The use of Facebook is a “cherry atop the harassment dessert,” Haralson’s lawyer, Billy Howard, said in an interview.
MarkOne general counsel, Ryan Johnson, declined in a telephone interview to comment on the Haralson case, saying it is the subject of pending litigation. He also declined to outline the company’s policy on use of social media.
Howard said he’s seen more aggressive use of social media by debt collectors, including rude postings on a person’s “wall,” the part of a Facebook account that a person’s friends can see. Some collectors masquerade as friendly personalities to catch an alleged debtor’s attention.
“You get a friend request from some chick in a bikini,” said Howard, a lawyer with Morgan & Morgan P.A. in Tampa, Florida. “You say yes, and then somebody says ‘‘by the way, I’m a debt collector.’”
John Bedard, a lawyer for the collections industry at Bedard Law Group, P.C. in Duluth, Georgia, said the industry is likely to oppose further limits on how it can contact debtors.
“The law should not stand in the way of a consumer’s desire to communicate in these new ways,” Bedard said in an interview.
Bedard said that people have to expect that debt collectors could use tools like Facebook “since it’s not unlawful to search the Internet and view publicly available information.” The law does not require them to obtain consumer consent to use Facebook, but “wise collectors” do so, Bedard said.
Jodi Seth, spokeswoman for Facebook, declined to comment.
Some collectors choose not to exploit social media at all. Portfolio Recovery Associates has a policy against its use, spokesman Rick Goulart said in an e-mail.

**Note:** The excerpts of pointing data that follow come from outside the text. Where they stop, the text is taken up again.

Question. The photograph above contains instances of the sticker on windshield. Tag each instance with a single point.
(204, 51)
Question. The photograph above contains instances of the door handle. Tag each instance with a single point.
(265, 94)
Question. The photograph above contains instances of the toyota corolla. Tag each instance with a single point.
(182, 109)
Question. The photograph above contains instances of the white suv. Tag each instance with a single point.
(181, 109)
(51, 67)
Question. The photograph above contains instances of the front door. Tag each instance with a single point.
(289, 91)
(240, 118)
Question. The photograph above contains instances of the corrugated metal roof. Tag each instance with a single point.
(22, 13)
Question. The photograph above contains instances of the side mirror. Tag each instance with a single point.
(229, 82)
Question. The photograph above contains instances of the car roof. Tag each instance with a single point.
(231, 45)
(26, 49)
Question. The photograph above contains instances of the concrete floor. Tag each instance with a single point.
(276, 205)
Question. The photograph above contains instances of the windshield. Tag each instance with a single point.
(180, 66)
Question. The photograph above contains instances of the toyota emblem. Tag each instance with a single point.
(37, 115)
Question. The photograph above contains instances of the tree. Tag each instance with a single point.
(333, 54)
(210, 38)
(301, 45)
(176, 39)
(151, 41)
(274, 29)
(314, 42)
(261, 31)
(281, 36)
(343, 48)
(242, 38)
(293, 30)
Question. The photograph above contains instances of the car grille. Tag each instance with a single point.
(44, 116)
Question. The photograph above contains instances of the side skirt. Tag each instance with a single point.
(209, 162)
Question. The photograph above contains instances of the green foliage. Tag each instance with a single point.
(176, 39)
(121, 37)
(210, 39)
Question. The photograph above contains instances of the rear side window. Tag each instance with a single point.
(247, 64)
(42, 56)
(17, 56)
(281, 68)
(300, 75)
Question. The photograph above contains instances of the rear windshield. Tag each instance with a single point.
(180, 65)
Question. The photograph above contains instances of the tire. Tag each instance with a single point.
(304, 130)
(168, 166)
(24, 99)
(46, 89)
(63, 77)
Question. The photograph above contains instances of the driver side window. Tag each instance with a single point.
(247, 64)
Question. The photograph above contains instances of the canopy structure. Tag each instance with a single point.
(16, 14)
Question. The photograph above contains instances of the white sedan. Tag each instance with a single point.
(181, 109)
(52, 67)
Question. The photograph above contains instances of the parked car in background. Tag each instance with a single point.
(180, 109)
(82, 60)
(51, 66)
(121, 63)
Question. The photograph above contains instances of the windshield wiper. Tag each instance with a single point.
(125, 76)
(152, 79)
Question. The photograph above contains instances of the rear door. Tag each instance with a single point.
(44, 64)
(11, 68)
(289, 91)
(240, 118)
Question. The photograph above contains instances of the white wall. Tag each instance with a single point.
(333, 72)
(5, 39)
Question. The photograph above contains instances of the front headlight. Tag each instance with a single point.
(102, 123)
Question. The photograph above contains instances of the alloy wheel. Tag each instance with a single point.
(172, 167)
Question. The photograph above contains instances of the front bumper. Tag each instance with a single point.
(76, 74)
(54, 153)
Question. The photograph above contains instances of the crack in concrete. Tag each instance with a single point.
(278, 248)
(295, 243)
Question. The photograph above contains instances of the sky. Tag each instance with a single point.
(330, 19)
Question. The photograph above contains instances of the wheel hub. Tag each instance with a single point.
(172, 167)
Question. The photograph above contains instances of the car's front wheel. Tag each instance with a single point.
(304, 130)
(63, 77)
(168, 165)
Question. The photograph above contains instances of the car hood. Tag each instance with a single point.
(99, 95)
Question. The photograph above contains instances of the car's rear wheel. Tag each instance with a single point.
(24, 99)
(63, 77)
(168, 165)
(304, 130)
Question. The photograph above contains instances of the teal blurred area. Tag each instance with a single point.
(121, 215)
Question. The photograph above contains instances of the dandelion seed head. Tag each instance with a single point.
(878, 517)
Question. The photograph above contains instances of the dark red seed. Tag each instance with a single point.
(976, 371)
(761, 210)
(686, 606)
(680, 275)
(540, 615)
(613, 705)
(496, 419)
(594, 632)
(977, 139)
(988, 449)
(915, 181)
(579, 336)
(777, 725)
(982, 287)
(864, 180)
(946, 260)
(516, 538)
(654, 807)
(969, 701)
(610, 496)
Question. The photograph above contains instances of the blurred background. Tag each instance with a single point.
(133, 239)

Consumers contacted through social media may be especially disconcerted because collectors often don’t provide information about the origin of the debt. Peter Holland, an instructor at the University of Maryland law school, said contracts for the sale of debt often limit the rights of collectors to identify the originator.
“You may have no clue what the origin of the debt is when you have first contact with the collector,” Holland said in an interview.
Vladeck said the CFPB should also write regulations requiring the disclosure of that information to potential debtors so they can determine whether they in fact paid the debt. The fair debt collection law of 1978 didn’t foresee that debt could be sold to other collectors.
“Debt does not die the way it did before debt buying,” Vladeck said.